Premier communiqué de presse


Les 30 septembre et 1er octobre 1996, l'Organe d'examen des politiques commerciales de l'Organisation mondiale du commerce (OMC) a procédé au deuxième examen de la politique commerciale de la Corée. On trouvera ci-joint le texte des conclusions de la Présidente, résumant les points essentiels qui se sont dégagés des deux jours de débat.

L'examen permet à l'OEPC d'évaluer collectivement, de manière régulière, toute la gamme des politiques et pratiques commerciales de chacun des pays Membres de l'OMC en vue de suivre les tendances et faits nouveaux importants qui peuvent avoir une incidence sur le système de commerce mondial.

L'examen s'appuie sur deux rapports établis, l'un par le Secrétariat de l'OMC, l'autre par le gouvernement intéressé, qui portent sur tous les aspects de la politique commerciale du pays, y compris les lois et réglementations nationales, le cadre institutionnel, les accords bilatéraux et régionaux et les autres accords préférentiels, les besoins généraux de l'économie et l'environnement extérieur.

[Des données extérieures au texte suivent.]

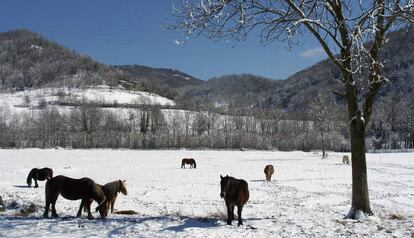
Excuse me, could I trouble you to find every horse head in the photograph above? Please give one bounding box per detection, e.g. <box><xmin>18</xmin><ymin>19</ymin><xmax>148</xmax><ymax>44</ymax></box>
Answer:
<box><xmin>220</xmin><ymin>175</ymin><xmax>230</xmax><ymax>198</ymax></box>
<box><xmin>118</xmin><ymin>180</ymin><xmax>128</xmax><ymax>195</ymax></box>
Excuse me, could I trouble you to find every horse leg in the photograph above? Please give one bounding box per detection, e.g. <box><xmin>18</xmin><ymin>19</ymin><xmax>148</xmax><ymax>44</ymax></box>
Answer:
<box><xmin>43</xmin><ymin>195</ymin><xmax>50</xmax><ymax>218</ymax></box>
<box><xmin>237</xmin><ymin>205</ymin><xmax>243</xmax><ymax>226</ymax></box>
<box><xmin>33</xmin><ymin>174</ymin><xmax>39</xmax><ymax>188</ymax></box>
<box><xmin>85</xmin><ymin>201</ymin><xmax>95</xmax><ymax>220</ymax></box>
<box><xmin>227</xmin><ymin>206</ymin><xmax>232</xmax><ymax>225</ymax></box>
<box><xmin>76</xmin><ymin>199</ymin><xmax>85</xmax><ymax>217</ymax></box>
<box><xmin>111</xmin><ymin>199</ymin><xmax>115</xmax><ymax>213</ymax></box>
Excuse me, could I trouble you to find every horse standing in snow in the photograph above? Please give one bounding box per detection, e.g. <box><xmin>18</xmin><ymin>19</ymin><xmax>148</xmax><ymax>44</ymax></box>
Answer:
<box><xmin>43</xmin><ymin>175</ymin><xmax>108</xmax><ymax>219</ymax></box>
<box><xmin>342</xmin><ymin>155</ymin><xmax>350</xmax><ymax>164</ymax></box>
<box><xmin>27</xmin><ymin>168</ymin><xmax>53</xmax><ymax>188</ymax></box>
<box><xmin>181</xmin><ymin>158</ymin><xmax>197</xmax><ymax>169</ymax></box>
<box><xmin>220</xmin><ymin>175</ymin><xmax>249</xmax><ymax>226</ymax></box>
<box><xmin>264</xmin><ymin>164</ymin><xmax>275</xmax><ymax>181</ymax></box>
<box><xmin>79</xmin><ymin>180</ymin><xmax>128</xmax><ymax>213</ymax></box>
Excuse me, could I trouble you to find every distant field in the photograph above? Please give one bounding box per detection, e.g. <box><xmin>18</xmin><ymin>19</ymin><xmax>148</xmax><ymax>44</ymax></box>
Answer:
<box><xmin>0</xmin><ymin>149</ymin><xmax>414</xmax><ymax>237</ymax></box>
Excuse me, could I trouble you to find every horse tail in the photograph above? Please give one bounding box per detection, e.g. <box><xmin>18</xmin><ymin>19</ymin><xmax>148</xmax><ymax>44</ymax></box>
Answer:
<box><xmin>46</xmin><ymin>170</ymin><xmax>53</xmax><ymax>180</ymax></box>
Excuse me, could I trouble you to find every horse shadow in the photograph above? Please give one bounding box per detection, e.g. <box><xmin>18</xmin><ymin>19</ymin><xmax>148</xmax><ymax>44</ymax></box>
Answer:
<box><xmin>13</xmin><ymin>185</ymin><xmax>29</xmax><ymax>188</ymax></box>
<box><xmin>249</xmin><ymin>179</ymin><xmax>266</xmax><ymax>183</ymax></box>
<box><xmin>163</xmin><ymin>217</ymin><xmax>220</xmax><ymax>232</ymax></box>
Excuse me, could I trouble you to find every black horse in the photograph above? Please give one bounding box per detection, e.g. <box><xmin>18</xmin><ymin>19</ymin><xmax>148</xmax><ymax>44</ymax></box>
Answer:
<box><xmin>181</xmin><ymin>158</ymin><xmax>197</xmax><ymax>169</ymax></box>
<box><xmin>27</xmin><ymin>168</ymin><xmax>53</xmax><ymax>188</ymax></box>
<box><xmin>43</xmin><ymin>175</ymin><xmax>108</xmax><ymax>219</ymax></box>
<box><xmin>220</xmin><ymin>175</ymin><xmax>249</xmax><ymax>226</ymax></box>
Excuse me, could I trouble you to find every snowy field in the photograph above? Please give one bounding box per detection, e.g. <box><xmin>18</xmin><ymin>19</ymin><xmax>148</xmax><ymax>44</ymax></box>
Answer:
<box><xmin>0</xmin><ymin>86</ymin><xmax>175</xmax><ymax>112</ymax></box>
<box><xmin>0</xmin><ymin>149</ymin><xmax>414</xmax><ymax>237</ymax></box>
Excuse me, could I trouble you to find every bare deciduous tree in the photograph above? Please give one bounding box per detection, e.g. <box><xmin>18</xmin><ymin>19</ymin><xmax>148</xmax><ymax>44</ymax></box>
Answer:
<box><xmin>170</xmin><ymin>0</ymin><xmax>414</xmax><ymax>218</ymax></box>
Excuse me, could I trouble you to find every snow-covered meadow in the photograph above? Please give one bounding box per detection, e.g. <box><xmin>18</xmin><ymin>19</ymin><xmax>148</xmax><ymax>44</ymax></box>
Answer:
<box><xmin>0</xmin><ymin>149</ymin><xmax>414</xmax><ymax>237</ymax></box>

Un compte rendu des débats et les conclusions exposées par la Présidente formeront avec ces deux rapports l'examen complet de la politique commerciale de la Corée qui sera publié en temps voulu et pourra être obtenu auprès du Secrétariat de l'OMC, Centre William Rappard, 154 rue de Lausanne, 1211 Genève 21.

Depuis décembre 1989, il a été procédé à l'examen de la politique commerciale des pays ou groupes de pays suivants: Afrique du Sud (1993), Argentine (1992), Australie (1989 et 1994), Autriche (1992), Bangladesh (1992), Bolivie (1993), Brésil (1992), Cameroun (1995), Canada (1990, 1992 et 1994), Chili (1991), Colombie (1990 et 1996), Communautés européennes (1991, 1993 et 1995), Corée, Rép. de (1992 et 1996), Costa Rica (1995), Côte d'Ivoire (1995), Egypte (1992), Etats-Unis (1989, 1992 et 1994), Finlande (1992), Ghana (1992), Hong Kong (1990 et 1994), Hongrie (1991), Inde (1993), Indonésie (1991 et 1994), Islande (1994), Israël (1994), Japon (1990, 1992 et 1995), Kenya (1993), Macao (1994), Malaisie (1993), Maroc (1989 et 1996), Maurice (1995), Mexique (1993), Nigéria (1991), Norvège (1991 et 1996), Nouvelle-Zélande (1990), Ouganda (1995), Pakistan (1995), Pérou (1994), Philippines (1993), Pologne (1993), République dominicaine (1996), République slovaque (1995), République tchèque (1996), Roumanie (1992), Sénégal (1994), Singapour (1992 et 1996), Sri Lanka (1995), Suède (1990 et 1994), Suisse (1991 et 1996), Thaïlande (1991 et 1995), Tunisie (1994), Turquie (1994), Uruguay (1992), Venezuela (1996), Zambie (1996) et Zimbabwe (1994).

ORGANE D'EXAMEN DES POLITIQUES COMMERCIALES: COREE
REMARQUES FINALES DU PRÉSIDENT

Ces deux derniers jours, l'Organe d'examen des politiques commerciales a examiné pour la deuxième fois la politique et les pratiques commerciales de la Corée dans le cadre de l'OMC. Les remarques suivantes, faites sous ma seule responsabilité, résument les points essentiels qui se sont dégagés de l'examen. Elles ne sauraient se substituer à l'évaluation et à l'appréciation collectives réalisées par l'Organe. Le débat sera relaté en détail dans le compte rendu de la réunion.

La discussion a porté sur quatre grands thèmes: i) évolution macro-économique et conséquences d'une expansion économique rapide; ii) politiques relatives aux mesures tarifaires et non tarifaires; iii) questions relatives aux ADPIC, aux MIC, à la politique industrielle et à la politique de concurrence; et iv) questions sectorielles.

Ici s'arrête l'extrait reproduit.